Now, consider the following ABox \({\mathcal {A}}= \{ R(a,b) \}\). One can verify that \(\textsf{cens}({\mathcal {A}})\) is semantically equivalent to the following infinite set of queries:

$$\begin{aligned} \begin{array}{rl} \{&{} P(a,b), \\ &{}\exists x,y.P(a,x) \wedge P(x,y),\\ &{}\exists x,y.P(x,b) \wedge P(b,y),\\ &{} \exists x,y,z.P(a,x) \wedge P(x,y) \wedge P(y,z),\\ &{} \exists x,y,z.P(x,b) \wedge P(b,y) \wedge P(y,z),\\ &{} \exists x,y,z,w.P(a,x) \wedge P(x,y) \wedge P(y,z) \wedge P(z,w),\\ &{} \exists x,y,z,w.P(x,b) \wedge P(b,y) \wedge P(y,z) \wedge P(z,w), \\ &{} \ldots \ \}. \end{array} \end{aligned}$$

It is easy to see that, for each natural number \(k \ge 1\), if we let \(\mathcal{S} _k\) be the set of all queries of length at most k (i.e., with at most k atoms in their body), then there exists a query \(q' \in \textsf{cens}({\mathcal {A}})\) of length \(k+1\) such that \(\mathcal{S} _k \not \models q'\). By construction, it easily follows that no finite subset \(\mathcal{S}\) of \(\textsf{cens}({\mathcal {A}})\) exits such that \({\mathcal {T}}\cup \mathcal{S} \models q\) if and only if \({\mathcal {T}}\cup \textsf{cens}({\mathcal {A}}) \models q\), for each BCQ q. \(\square\)

We further observe that, in the above proof, \(\textsf{cens}(\cdot )\) is the only optimal CQ censor for \({\mathcal {J}}\). Then it coincides with the ICQ censor for \({\mathcal {J}}\). Thus, the result holds also for the ICQ censor case.

Another important property of censors that is often addressed in the CQE literature is the so-called indistinguishability. The idea behind this property is that to preserve the confidentiality of a CQE instance \(\langle {\mathcal {J}},{\mathcal {A}}\rangle\), there must exist an ABox \({\mathcal {A}}'\) that contains no sensitive information and is indistinguishable from \({\mathcal {A}}\) in the eyes of the user. The formal definition is given below.

Definition 6

Let \({\mathcal {J}}= \langle {\mathcal {T}},\mathcal{P} \rangle\) be a CQE specification.
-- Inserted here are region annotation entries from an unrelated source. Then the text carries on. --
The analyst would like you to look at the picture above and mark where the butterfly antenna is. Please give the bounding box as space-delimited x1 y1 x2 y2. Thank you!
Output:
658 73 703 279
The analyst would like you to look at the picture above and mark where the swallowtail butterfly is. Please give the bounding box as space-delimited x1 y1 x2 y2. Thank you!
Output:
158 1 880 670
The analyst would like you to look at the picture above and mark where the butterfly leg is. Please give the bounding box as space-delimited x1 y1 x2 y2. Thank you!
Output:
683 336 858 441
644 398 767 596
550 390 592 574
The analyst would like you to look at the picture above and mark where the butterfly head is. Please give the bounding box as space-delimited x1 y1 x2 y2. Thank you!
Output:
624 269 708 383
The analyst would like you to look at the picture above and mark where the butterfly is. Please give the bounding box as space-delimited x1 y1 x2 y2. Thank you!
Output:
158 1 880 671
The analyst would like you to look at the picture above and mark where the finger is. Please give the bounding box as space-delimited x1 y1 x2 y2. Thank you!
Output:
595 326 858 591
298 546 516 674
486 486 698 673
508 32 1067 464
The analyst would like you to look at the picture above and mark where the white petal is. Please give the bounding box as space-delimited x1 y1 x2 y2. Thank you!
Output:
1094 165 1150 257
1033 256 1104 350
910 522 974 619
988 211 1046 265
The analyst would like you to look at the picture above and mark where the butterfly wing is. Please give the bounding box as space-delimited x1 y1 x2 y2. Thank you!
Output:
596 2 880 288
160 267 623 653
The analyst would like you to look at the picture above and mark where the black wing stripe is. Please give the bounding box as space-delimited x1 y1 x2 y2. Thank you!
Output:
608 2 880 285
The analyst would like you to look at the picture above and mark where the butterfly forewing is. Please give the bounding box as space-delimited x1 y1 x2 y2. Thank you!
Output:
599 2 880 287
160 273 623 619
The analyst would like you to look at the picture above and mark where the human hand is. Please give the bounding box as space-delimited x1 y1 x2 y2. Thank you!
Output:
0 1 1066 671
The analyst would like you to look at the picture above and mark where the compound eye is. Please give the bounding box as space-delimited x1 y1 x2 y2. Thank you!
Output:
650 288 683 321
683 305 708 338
A CQ censor \(\textsf{cens}(\cdot )\) for \({\mathcal {J}}\) satisfies the indistinguishability property if, for each ABox \({\mathcal {A}}\), there exists an ABox \({\mathcal {A}}'\) such that (i) \({\mathcal {T}}\cup \mathcal{P} \cup {\mathcal {A}}'\) is consistent and (ii) \(\textsf{cens}({\mathcal {A}}) = \textsf{cens}({\mathcal {A}}')\).

Note that, according to the Definition 1, an ICQ censor is in fact a CQ censor (even though not necessarily optimal), and thus the above definition can also be applied to ICQ censors.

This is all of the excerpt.